Attention Orange Book Junkies: FDA Petition Response Cements Orange Book Preface Therapeutic Equivalence Clarification

April 23, 2009

By Kurt R. Karst –      

FDA’s April 2009 response to a September 2007 suitability petition requesting permission to submit an ANDA  for a lyophilized generic version of  ZOMETA (zoledronic acid) Injection and an FDA determination that such drug product, if approved, would be therapeutically equivalent to a ready-to-use solution version of ZOMETA Injection reaffims a recent change in the therapeutic equivalence definition of “AP” rated drug products described in the Orange Book Preface.  That change clarified that lyophilized powders for reconstitution and ready-to-use solutions are pharmaceutical alternatives and are not “AP” rated to one another. 

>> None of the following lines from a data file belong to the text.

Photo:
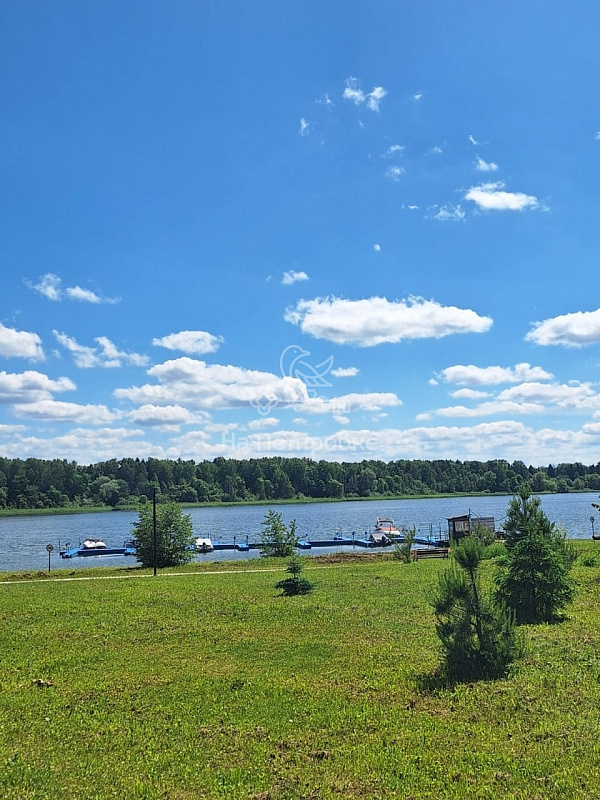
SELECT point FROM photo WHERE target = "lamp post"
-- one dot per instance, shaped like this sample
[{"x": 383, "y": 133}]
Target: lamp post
[{"x": 155, "y": 555}]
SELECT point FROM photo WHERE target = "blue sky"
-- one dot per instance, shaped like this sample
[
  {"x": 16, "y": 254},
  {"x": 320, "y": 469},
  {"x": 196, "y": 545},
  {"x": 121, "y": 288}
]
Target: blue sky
[{"x": 340, "y": 231}]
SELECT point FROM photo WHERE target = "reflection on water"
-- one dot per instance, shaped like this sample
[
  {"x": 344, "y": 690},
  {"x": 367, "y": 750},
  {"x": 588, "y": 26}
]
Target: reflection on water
[{"x": 23, "y": 539}]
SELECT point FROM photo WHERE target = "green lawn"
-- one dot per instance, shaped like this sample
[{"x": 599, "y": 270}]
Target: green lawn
[{"x": 213, "y": 686}]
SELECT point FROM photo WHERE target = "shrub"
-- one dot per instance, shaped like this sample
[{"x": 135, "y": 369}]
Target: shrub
[
  {"x": 277, "y": 539},
  {"x": 174, "y": 536},
  {"x": 295, "y": 584},
  {"x": 403, "y": 550},
  {"x": 478, "y": 636}
]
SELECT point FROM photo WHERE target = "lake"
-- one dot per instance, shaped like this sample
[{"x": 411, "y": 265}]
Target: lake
[{"x": 23, "y": 539}]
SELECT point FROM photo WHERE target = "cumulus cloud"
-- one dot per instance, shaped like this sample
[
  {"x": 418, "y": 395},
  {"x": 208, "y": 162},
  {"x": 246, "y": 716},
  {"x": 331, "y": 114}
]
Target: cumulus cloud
[
  {"x": 562, "y": 395},
  {"x": 106, "y": 354},
  {"x": 265, "y": 422},
  {"x": 198, "y": 385},
  {"x": 469, "y": 394},
  {"x": 165, "y": 418},
  {"x": 20, "y": 344},
  {"x": 490, "y": 408},
  {"x": 492, "y": 197},
  {"x": 50, "y": 287},
  {"x": 394, "y": 172},
  {"x": 191, "y": 342},
  {"x": 348, "y": 403},
  {"x": 485, "y": 166},
  {"x": 31, "y": 387},
  {"x": 488, "y": 376},
  {"x": 578, "y": 329},
  {"x": 59, "y": 411},
  {"x": 393, "y": 149},
  {"x": 447, "y": 213},
  {"x": 292, "y": 276},
  {"x": 358, "y": 97},
  {"x": 376, "y": 320},
  {"x": 305, "y": 127}
]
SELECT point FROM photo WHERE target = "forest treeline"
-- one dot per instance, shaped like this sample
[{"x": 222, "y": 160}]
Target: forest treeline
[{"x": 35, "y": 483}]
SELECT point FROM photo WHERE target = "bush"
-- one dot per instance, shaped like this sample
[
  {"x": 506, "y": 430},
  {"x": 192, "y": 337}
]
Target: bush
[
  {"x": 277, "y": 539},
  {"x": 403, "y": 550},
  {"x": 478, "y": 636},
  {"x": 296, "y": 584},
  {"x": 174, "y": 536}
]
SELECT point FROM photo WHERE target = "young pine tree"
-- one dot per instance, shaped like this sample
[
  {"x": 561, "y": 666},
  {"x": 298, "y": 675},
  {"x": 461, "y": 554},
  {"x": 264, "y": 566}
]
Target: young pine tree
[
  {"x": 478, "y": 636},
  {"x": 534, "y": 580}
]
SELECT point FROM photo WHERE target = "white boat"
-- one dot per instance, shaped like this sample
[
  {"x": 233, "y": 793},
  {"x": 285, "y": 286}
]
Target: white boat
[
  {"x": 94, "y": 544},
  {"x": 387, "y": 526}
]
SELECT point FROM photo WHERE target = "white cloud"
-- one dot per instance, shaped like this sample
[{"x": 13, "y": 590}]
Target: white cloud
[
  {"x": 492, "y": 197},
  {"x": 352, "y": 92},
  {"x": 305, "y": 127},
  {"x": 190, "y": 342},
  {"x": 105, "y": 355},
  {"x": 31, "y": 387},
  {"x": 493, "y": 407},
  {"x": 196, "y": 385},
  {"x": 20, "y": 344},
  {"x": 469, "y": 394},
  {"x": 578, "y": 329},
  {"x": 562, "y": 395},
  {"x": 488, "y": 376},
  {"x": 485, "y": 166},
  {"x": 348, "y": 403},
  {"x": 50, "y": 286},
  {"x": 376, "y": 320},
  {"x": 340, "y": 419},
  {"x": 375, "y": 97},
  {"x": 292, "y": 276},
  {"x": 167, "y": 417},
  {"x": 59, "y": 411},
  {"x": 394, "y": 172},
  {"x": 447, "y": 213},
  {"x": 345, "y": 372},
  {"x": 393, "y": 149},
  {"x": 326, "y": 101},
  {"x": 264, "y": 422},
  {"x": 357, "y": 96}
]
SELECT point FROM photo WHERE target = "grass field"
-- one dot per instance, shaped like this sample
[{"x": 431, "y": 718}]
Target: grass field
[{"x": 211, "y": 685}]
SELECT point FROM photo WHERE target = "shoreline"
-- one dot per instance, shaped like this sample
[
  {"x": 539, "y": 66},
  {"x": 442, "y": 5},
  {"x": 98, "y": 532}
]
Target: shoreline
[{"x": 70, "y": 510}]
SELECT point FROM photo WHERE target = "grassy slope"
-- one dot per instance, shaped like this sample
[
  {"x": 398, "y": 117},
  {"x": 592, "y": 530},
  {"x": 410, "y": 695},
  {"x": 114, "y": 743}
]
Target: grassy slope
[{"x": 213, "y": 686}]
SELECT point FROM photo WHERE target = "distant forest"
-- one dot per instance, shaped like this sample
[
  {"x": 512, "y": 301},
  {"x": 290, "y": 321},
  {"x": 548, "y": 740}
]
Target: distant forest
[{"x": 34, "y": 483}]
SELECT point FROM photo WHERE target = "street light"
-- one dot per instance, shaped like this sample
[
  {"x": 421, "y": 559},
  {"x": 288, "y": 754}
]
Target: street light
[{"x": 155, "y": 555}]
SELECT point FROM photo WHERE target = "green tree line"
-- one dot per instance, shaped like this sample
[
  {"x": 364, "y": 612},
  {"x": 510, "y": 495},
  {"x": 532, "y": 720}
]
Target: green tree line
[{"x": 35, "y": 483}]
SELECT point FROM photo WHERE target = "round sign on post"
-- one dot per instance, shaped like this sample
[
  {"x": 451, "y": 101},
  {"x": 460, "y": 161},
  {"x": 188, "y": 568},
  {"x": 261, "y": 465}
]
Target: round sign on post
[{"x": 49, "y": 548}]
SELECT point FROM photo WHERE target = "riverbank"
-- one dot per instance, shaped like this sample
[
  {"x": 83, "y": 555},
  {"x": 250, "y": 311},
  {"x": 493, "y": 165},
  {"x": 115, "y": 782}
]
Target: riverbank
[
  {"x": 36, "y": 512},
  {"x": 206, "y": 685}
]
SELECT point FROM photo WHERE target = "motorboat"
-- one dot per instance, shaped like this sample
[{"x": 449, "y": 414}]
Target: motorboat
[{"x": 94, "y": 544}]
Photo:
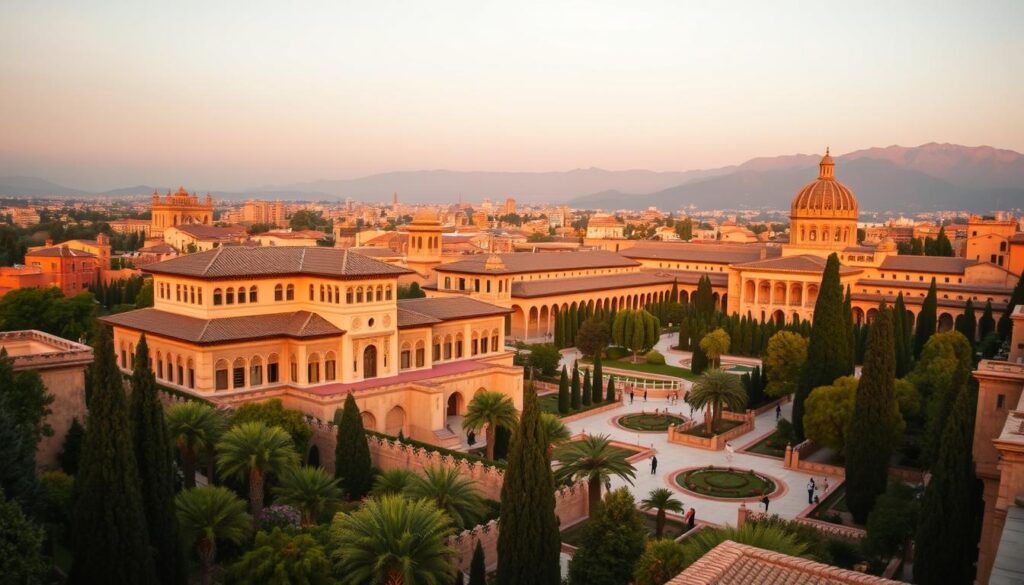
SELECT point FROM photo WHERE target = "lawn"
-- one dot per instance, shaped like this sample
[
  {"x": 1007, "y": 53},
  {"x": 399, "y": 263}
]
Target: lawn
[
  {"x": 673, "y": 529},
  {"x": 724, "y": 425}
]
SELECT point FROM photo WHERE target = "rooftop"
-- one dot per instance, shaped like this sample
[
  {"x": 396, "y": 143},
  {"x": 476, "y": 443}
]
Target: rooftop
[{"x": 239, "y": 261}]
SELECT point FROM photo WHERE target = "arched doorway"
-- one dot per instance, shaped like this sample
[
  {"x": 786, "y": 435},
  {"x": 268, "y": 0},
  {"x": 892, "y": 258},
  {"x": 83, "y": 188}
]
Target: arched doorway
[
  {"x": 395, "y": 421},
  {"x": 370, "y": 362}
]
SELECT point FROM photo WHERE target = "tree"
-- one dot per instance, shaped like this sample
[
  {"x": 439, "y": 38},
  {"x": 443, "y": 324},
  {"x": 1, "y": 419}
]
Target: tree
[
  {"x": 110, "y": 537},
  {"x": 946, "y": 543},
  {"x": 283, "y": 558},
  {"x": 351, "y": 454},
  {"x": 491, "y": 410},
  {"x": 828, "y": 349},
  {"x": 784, "y": 359},
  {"x": 207, "y": 515},
  {"x": 563, "y": 393},
  {"x": 310, "y": 490},
  {"x": 22, "y": 557},
  {"x": 251, "y": 452},
  {"x": 716, "y": 389},
  {"x": 663, "y": 500},
  {"x": 828, "y": 413},
  {"x": 612, "y": 542},
  {"x": 152, "y": 444},
  {"x": 193, "y": 425},
  {"x": 528, "y": 544},
  {"x": 392, "y": 540},
  {"x": 477, "y": 567},
  {"x": 716, "y": 344},
  {"x": 595, "y": 460},
  {"x": 877, "y": 422},
  {"x": 662, "y": 559},
  {"x": 453, "y": 495},
  {"x": 927, "y": 320}
]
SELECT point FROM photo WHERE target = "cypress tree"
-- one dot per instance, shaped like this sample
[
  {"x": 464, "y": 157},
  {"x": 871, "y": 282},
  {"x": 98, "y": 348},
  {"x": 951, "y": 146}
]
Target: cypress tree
[
  {"x": 946, "y": 543},
  {"x": 563, "y": 392},
  {"x": 477, "y": 567},
  {"x": 828, "y": 349},
  {"x": 154, "y": 457},
  {"x": 588, "y": 390},
  {"x": 926, "y": 321},
  {"x": 967, "y": 324},
  {"x": 110, "y": 537},
  {"x": 574, "y": 388},
  {"x": 876, "y": 421},
  {"x": 598, "y": 381},
  {"x": 351, "y": 452},
  {"x": 528, "y": 544}
]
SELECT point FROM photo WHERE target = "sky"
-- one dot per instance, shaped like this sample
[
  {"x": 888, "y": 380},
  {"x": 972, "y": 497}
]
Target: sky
[{"x": 228, "y": 95}]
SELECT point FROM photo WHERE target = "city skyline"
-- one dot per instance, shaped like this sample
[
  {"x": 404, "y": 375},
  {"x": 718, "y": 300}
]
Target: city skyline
[{"x": 103, "y": 95}]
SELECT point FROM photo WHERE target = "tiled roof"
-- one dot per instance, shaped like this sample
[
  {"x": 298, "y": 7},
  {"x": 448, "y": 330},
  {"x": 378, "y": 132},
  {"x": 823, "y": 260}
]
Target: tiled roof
[
  {"x": 300, "y": 324},
  {"x": 444, "y": 308},
  {"x": 61, "y": 252},
  {"x": 940, "y": 264},
  {"x": 540, "y": 262},
  {"x": 799, "y": 263},
  {"x": 237, "y": 261},
  {"x": 548, "y": 287},
  {"x": 733, "y": 563},
  {"x": 689, "y": 252}
]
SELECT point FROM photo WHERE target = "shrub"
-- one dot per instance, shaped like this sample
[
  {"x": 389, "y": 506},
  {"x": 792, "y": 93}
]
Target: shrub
[{"x": 654, "y": 358}]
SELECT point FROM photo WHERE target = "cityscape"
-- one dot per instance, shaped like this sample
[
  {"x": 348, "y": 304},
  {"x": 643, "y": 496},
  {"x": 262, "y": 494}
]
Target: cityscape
[{"x": 466, "y": 294}]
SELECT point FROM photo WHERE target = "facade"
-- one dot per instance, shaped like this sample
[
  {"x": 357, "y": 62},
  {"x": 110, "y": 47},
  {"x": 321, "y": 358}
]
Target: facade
[
  {"x": 178, "y": 209},
  {"x": 310, "y": 325},
  {"x": 61, "y": 365}
]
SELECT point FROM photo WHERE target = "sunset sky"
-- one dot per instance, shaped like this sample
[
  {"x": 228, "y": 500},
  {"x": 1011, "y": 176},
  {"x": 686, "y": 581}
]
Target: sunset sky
[{"x": 237, "y": 94}]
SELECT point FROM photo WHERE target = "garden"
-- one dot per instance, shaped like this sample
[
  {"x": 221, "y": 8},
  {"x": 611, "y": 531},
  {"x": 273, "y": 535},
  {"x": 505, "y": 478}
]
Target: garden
[{"x": 725, "y": 483}]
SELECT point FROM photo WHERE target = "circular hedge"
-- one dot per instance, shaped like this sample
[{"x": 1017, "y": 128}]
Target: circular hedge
[
  {"x": 725, "y": 483},
  {"x": 649, "y": 422}
]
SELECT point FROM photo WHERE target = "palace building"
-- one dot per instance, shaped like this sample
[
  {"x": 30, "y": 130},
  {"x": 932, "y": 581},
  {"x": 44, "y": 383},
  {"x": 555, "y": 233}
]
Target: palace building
[{"x": 310, "y": 325}]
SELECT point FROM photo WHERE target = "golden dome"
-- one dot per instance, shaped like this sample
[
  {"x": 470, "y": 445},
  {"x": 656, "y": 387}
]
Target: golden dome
[{"x": 824, "y": 197}]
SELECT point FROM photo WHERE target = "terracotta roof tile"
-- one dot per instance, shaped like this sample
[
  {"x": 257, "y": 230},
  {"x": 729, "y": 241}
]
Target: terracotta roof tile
[
  {"x": 233, "y": 261},
  {"x": 300, "y": 324}
]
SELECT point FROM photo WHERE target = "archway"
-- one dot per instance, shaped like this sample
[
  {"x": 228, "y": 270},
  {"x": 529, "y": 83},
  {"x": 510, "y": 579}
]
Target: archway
[
  {"x": 395, "y": 421},
  {"x": 370, "y": 362}
]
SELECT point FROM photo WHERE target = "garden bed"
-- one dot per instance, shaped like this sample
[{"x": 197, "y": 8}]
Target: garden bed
[{"x": 725, "y": 483}]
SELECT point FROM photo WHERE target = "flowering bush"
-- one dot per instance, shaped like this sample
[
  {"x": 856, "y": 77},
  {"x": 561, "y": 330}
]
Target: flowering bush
[{"x": 279, "y": 515}]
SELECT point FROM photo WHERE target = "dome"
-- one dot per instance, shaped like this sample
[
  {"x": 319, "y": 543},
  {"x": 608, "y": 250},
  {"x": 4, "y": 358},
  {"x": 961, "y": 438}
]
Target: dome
[{"x": 824, "y": 197}]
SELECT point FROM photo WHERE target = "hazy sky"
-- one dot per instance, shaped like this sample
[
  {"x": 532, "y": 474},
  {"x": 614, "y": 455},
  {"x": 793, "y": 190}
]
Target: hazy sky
[{"x": 229, "y": 94}]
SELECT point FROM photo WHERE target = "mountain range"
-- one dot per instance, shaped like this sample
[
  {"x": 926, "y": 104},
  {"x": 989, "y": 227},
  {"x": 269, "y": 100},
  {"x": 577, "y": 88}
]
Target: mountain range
[{"x": 898, "y": 178}]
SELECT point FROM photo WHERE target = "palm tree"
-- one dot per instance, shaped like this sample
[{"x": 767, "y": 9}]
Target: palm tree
[
  {"x": 209, "y": 514},
  {"x": 391, "y": 482},
  {"x": 194, "y": 425},
  {"x": 392, "y": 541},
  {"x": 766, "y": 536},
  {"x": 252, "y": 451},
  {"x": 453, "y": 495},
  {"x": 596, "y": 460},
  {"x": 715, "y": 389},
  {"x": 491, "y": 410},
  {"x": 663, "y": 500},
  {"x": 311, "y": 490}
]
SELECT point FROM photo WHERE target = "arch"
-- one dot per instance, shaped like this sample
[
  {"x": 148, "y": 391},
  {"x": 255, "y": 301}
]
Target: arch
[
  {"x": 394, "y": 422},
  {"x": 370, "y": 362}
]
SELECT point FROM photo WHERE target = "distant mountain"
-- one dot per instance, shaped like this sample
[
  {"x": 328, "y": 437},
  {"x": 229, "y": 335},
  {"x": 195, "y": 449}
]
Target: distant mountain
[{"x": 927, "y": 177}]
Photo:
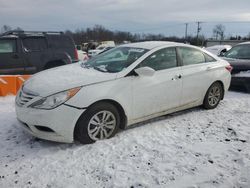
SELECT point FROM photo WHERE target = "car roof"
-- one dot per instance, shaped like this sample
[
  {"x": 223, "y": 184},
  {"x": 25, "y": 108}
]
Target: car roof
[{"x": 151, "y": 44}]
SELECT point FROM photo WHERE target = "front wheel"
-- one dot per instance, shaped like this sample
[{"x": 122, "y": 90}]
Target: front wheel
[
  {"x": 213, "y": 96},
  {"x": 101, "y": 121}
]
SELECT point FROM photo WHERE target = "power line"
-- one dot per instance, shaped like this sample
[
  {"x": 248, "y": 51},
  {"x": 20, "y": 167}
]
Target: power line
[{"x": 198, "y": 31}]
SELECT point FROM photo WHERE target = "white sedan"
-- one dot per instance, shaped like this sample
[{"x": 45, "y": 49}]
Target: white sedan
[{"x": 128, "y": 84}]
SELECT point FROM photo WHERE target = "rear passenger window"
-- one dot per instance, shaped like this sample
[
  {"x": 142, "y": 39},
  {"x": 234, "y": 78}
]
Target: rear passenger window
[
  {"x": 161, "y": 59},
  {"x": 191, "y": 56},
  {"x": 60, "y": 41},
  {"x": 34, "y": 44},
  {"x": 7, "y": 46}
]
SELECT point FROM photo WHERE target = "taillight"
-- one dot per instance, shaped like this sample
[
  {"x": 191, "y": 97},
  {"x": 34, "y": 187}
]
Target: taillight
[
  {"x": 76, "y": 55},
  {"x": 86, "y": 57},
  {"x": 229, "y": 68}
]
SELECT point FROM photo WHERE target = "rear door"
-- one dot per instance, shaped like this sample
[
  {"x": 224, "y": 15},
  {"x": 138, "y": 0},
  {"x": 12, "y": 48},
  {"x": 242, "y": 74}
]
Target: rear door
[
  {"x": 198, "y": 70},
  {"x": 11, "y": 61},
  {"x": 162, "y": 91}
]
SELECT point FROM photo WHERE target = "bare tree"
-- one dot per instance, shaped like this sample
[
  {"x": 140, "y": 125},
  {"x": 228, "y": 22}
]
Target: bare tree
[
  {"x": 219, "y": 31},
  {"x": 5, "y": 28}
]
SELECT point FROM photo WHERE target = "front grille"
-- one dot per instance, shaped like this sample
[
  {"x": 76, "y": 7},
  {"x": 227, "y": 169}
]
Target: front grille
[{"x": 24, "y": 98}]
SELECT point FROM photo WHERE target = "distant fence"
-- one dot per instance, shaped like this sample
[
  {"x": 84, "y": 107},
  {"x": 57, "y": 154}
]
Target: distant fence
[{"x": 10, "y": 84}]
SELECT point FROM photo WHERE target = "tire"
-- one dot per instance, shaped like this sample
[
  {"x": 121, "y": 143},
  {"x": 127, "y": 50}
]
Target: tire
[
  {"x": 213, "y": 96},
  {"x": 100, "y": 121}
]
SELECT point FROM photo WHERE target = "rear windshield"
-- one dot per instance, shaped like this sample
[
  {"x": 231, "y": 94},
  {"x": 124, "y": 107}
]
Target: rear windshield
[{"x": 239, "y": 52}]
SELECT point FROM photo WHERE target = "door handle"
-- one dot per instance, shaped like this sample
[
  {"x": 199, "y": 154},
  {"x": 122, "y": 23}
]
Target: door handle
[
  {"x": 176, "y": 77},
  {"x": 15, "y": 56},
  {"x": 209, "y": 68}
]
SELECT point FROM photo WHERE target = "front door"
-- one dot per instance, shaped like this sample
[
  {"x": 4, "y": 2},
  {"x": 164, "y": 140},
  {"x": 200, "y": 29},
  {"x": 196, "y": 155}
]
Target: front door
[
  {"x": 160, "y": 92},
  {"x": 197, "y": 74}
]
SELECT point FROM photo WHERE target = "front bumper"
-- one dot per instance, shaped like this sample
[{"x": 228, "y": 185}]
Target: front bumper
[
  {"x": 239, "y": 82},
  {"x": 61, "y": 122}
]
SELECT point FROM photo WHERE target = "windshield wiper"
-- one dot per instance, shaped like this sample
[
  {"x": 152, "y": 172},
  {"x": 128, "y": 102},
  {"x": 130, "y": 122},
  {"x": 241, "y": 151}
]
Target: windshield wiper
[{"x": 101, "y": 69}]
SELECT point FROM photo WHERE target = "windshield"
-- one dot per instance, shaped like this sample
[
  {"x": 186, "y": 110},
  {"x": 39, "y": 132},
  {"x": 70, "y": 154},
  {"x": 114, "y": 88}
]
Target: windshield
[
  {"x": 115, "y": 60},
  {"x": 239, "y": 52}
]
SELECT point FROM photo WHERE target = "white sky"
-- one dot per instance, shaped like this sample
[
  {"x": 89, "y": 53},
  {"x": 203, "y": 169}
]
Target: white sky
[{"x": 149, "y": 16}]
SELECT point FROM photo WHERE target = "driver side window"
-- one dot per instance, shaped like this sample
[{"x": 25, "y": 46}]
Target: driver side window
[{"x": 161, "y": 59}]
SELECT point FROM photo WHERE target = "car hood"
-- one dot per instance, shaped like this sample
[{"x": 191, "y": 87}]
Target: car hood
[
  {"x": 238, "y": 64},
  {"x": 65, "y": 77}
]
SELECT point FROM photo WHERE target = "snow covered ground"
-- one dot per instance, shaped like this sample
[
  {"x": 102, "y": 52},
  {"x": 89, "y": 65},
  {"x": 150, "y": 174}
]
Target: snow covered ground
[{"x": 194, "y": 148}]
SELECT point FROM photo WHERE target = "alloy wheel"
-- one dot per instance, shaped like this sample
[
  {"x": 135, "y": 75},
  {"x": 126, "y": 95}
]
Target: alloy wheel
[
  {"x": 101, "y": 125},
  {"x": 214, "y": 96}
]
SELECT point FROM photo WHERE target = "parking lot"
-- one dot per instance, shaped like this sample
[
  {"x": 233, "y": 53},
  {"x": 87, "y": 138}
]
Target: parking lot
[{"x": 192, "y": 148}]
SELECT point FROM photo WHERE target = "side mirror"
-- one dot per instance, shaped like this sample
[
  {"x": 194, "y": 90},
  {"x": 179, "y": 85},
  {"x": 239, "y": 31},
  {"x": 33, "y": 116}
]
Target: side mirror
[{"x": 145, "y": 71}]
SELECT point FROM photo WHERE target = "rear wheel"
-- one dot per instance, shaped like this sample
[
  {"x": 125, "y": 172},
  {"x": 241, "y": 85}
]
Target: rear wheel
[
  {"x": 213, "y": 96},
  {"x": 100, "y": 121}
]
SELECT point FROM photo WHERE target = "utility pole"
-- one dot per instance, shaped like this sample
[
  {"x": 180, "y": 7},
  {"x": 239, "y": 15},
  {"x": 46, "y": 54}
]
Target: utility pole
[
  {"x": 186, "y": 31},
  {"x": 198, "y": 31}
]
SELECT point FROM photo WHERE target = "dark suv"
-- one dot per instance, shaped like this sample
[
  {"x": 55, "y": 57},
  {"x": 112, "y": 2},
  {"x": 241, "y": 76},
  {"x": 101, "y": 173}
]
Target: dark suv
[
  {"x": 23, "y": 52},
  {"x": 239, "y": 58}
]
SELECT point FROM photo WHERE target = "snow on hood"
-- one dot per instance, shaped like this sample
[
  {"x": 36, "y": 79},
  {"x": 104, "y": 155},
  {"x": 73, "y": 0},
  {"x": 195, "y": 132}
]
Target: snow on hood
[{"x": 65, "y": 77}]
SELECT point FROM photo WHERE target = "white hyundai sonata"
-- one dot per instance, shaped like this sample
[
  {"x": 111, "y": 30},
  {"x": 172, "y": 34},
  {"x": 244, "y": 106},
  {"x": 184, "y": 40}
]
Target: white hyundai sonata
[{"x": 128, "y": 84}]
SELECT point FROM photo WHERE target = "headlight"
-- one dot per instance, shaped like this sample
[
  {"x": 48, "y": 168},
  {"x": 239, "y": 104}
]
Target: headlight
[{"x": 55, "y": 100}]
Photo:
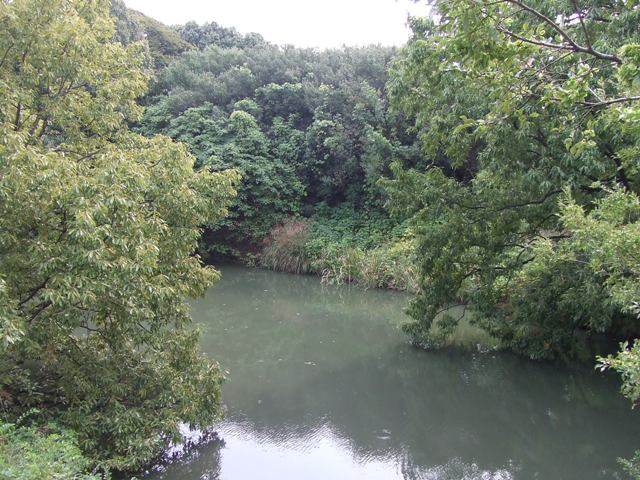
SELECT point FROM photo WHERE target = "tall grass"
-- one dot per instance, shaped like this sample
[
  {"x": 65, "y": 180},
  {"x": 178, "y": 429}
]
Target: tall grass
[
  {"x": 292, "y": 247},
  {"x": 284, "y": 248}
]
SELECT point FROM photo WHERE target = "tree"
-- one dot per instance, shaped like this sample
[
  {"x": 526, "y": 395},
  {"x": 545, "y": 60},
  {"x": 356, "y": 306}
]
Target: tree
[
  {"x": 517, "y": 102},
  {"x": 97, "y": 236}
]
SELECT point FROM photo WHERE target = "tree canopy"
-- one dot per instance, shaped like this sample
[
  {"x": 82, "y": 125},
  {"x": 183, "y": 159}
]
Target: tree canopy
[
  {"x": 529, "y": 110},
  {"x": 99, "y": 227}
]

Pharmaceutically equivalent prescription drug products (i.e., generally drug products in the same strength, route of administration, dosage form, and containing the same active ingredient) are identified in the Orange Book with either an “A” or “B” therapeutic equivalence code designation.  “A-rated” drug products are considered to be to therapeutically equivalent to other pharmaceutically equivalent products, because there are no known or suspected bioequivalence problems, or such problems have been resolved with adequate evidence supporting bioequivalence.  “B-rated” drug products are not considered to be therapeutically equivalent to other pharmaceutically equivalent drug products, because actual or potential bioequivalence problems identified by FDA have not been resolved by adequate bioequivalence evidence. 

Drug products assigned an “A” rating fall under one of two categories: (1) those active ingredients or dosage forms for which no in vivo bioequivalence issue is known or suspected, and for which bioequivalence to the Reference Listed Drug (“RLD”) is presumed and considered self-evident based on other data in an application or by a showing that an acceptable in vitro dissolution standard is met; or (2) those active ingredients or dosage forms presenting a potential bioequivalence problem, but the applicant’s approved application contains adequate scientific evidence establishing (through in vivo and/or in vitro studies) the bioequivalence of the product to a selected RLD.  Drug products that fall under the first category are assigned a therapeutic equivalence code depending on the dosage form.  These codes include “AA,” “AN,” “AO,” “AP,” or “AT.”  Drug products that fall under the second category are coded “AB” (the most common code assignment).  AP-rated drug products are injectable aqueous solutions and, in certain instances, intravenous non-aqueous solutions.

The 2007 Orange Book Preface stated with respect to AP-rated drug products that:

Injectable products available as dry powders for reconstitution, concentrated sterile solutions for dilution, or sterile solutions ready for injection are all considered to be pharmaceutically and therapeutically equivalent provided they are designed to produce the same concentration prior to injection and are similarly labeled.

That description was changed in the 2008 Orange Book Preface to state:

Injectable products available as dry powders for reconstitution, concentrated sterile solutions for dilution, or sterile solutions ready for injection are pharmaceutical alternative drug products.  They are not rated as therapeutically equivalent (AP) to each other even if these pharmaceutical alternative drug products are designed to produce the same concentration prior to injection and are similarly labeled.

This clarification was made after FDA responded to a July 2006 suitability petition in which the petitioner requested that FDA determine whether a lyophilized formulation of ELOXATIN (oxaliplatin) Injection was withdrawn for safety or effectiveness reasons, permit the submission of an ANDA for a lyophilized generic version of ELOXATIN, and determine that the proposed generic product “would be therapeutically equivalent to the currently marketed [ready-to-use solution] product.”  In its response, FDA stated:

The Eloxatin powder formulation would be considered to be a different dosage form than the Eloxatin aqueous solution because injectable dry powders and injectable solutions are different dosage forms.  Two drug products are rated as therapeutic equivalents in the Orange Book, only if, among other things, they are pharmaceutical equivalents, which is defined, in part, as being of the same dosage form . . . .  An injectable dry powder would be considered a pharmaceutical alternative to an injectable solution . . . .

FDA’s response concerning generic ELOXATIN tracks FDA’s response on the same topic for generic ZOMETA. 

Apparently the AP rating description in the 2007 Orange Book Preface had led some to believe that injectable dry powders and solutions would be AP-rated.  This is understandable, because, until recently, FDA lumped most injectable drug products into a single “Injectable” dosage form descriptor, even though the Agency has historically considered injectable dry powders and solutions to be different dosage forms.